The House is considering the Financial Services Appropriations bill for 2015, which includes funding for the beleaguered agency. Funding for the IRS actually increased for fiscal year 2014, to $11.3 billion from the sequestration-reduced $11.2 billion in 2013.
If Monday's three amendments are passed into law, this year's $10.95 billion appropriation would fall to $9.8 billion, with the savings going to deficit reduction.
"The IRS has been targeting American taxpayers based on their political beliefs for the past four or five years," said Rep. Bill Huizenga, whose amendment to chop a whopping $788 million from the IRS's budget was approved by voice vote.
"During this period, a culture of shading the truth was fostered and developed by directors and administrators throughout the IRS. Now, this culture within the IRS has grown into one of stonewalling, double talk and mistrust," he said. "It is up to Congress to use the power of the purse to rein in the IRS and force them to conduct their analysis in an unbiased manner."
Additional amendments, cutting $353 million and $2 million, from Rep.
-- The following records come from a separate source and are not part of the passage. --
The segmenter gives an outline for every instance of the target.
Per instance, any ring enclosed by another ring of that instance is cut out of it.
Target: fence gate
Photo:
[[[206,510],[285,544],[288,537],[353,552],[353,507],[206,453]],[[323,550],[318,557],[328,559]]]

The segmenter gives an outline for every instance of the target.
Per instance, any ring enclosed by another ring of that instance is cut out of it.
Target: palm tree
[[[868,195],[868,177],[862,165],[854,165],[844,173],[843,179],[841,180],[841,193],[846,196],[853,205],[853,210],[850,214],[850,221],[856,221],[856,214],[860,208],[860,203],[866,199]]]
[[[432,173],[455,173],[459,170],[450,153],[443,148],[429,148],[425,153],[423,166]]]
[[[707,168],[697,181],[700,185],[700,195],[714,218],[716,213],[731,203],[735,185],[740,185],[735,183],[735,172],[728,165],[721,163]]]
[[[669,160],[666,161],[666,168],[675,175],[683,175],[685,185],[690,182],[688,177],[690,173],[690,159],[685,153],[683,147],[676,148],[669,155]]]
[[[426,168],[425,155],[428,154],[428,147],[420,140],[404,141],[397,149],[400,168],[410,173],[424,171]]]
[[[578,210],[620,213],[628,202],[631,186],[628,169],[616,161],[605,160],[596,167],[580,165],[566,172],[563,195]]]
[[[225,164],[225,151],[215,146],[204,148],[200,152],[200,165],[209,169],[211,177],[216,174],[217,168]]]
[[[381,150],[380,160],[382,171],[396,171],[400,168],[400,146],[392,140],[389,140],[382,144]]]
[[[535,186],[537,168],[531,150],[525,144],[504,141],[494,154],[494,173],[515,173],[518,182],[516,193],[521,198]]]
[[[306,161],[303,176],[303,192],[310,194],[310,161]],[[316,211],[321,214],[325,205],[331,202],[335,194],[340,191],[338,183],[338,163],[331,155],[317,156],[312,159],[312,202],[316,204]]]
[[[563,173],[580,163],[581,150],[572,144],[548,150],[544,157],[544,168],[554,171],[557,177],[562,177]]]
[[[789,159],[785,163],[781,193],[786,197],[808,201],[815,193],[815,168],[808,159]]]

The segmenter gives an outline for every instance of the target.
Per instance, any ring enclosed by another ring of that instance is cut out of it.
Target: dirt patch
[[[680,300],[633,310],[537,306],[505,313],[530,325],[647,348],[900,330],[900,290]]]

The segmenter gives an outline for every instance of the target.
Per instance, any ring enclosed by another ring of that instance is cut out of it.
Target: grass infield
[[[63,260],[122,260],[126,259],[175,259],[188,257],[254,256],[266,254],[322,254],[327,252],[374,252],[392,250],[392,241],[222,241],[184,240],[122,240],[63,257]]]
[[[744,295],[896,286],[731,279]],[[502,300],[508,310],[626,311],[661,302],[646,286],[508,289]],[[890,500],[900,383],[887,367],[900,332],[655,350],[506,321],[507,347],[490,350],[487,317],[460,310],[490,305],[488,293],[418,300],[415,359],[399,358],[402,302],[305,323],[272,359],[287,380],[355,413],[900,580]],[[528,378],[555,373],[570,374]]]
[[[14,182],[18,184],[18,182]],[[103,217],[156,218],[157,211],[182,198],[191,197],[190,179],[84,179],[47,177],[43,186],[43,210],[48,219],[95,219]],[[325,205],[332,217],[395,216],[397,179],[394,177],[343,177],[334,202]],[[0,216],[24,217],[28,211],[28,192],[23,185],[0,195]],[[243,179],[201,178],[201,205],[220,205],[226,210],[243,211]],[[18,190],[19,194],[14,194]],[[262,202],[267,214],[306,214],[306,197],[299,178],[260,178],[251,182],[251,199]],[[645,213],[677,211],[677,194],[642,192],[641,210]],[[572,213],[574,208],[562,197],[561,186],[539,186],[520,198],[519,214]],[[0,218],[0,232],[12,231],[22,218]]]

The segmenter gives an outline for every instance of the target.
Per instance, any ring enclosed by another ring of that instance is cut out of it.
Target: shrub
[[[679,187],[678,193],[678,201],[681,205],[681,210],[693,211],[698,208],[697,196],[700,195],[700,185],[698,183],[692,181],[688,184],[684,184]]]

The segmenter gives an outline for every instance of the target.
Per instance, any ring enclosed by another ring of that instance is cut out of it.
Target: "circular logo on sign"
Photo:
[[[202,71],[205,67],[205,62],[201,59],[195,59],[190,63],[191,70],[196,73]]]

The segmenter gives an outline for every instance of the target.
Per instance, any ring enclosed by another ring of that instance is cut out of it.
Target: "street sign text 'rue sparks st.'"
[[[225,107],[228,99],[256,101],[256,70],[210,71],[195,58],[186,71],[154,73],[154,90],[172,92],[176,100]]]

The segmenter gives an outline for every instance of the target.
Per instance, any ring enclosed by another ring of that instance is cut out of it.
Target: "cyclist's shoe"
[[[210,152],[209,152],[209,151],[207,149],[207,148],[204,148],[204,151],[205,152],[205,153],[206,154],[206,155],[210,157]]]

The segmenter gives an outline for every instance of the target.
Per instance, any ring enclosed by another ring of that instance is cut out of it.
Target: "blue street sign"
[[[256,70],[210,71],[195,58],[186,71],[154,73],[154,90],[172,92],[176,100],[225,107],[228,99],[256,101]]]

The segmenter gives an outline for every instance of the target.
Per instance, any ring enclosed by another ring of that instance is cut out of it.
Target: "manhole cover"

Paul Gosar, R-Ariz., and Ways and Means Chairman Dave Camp, R-Mich., respectively, were also approved by voice vote.
The scandal for which the cuts appear to be payback erupted in 2013, when the IRS revealed it had given extra scrutiny to groups based on their names. The tax exemption office, headed by Lois Lerner, has defended its use of search terms such as "tea party" to identify groups that were potentially ineligible for tax exempt status because of political activity, claiming that it was merely trying to be efficient with a limited staff.
Appropriations Committee ranking member Jose Serrano, D-N.Y., lamented that the reductions would mean more trouble ahead for the agency.
"This will prevent the IRS from going after tax cheats," Serrano said.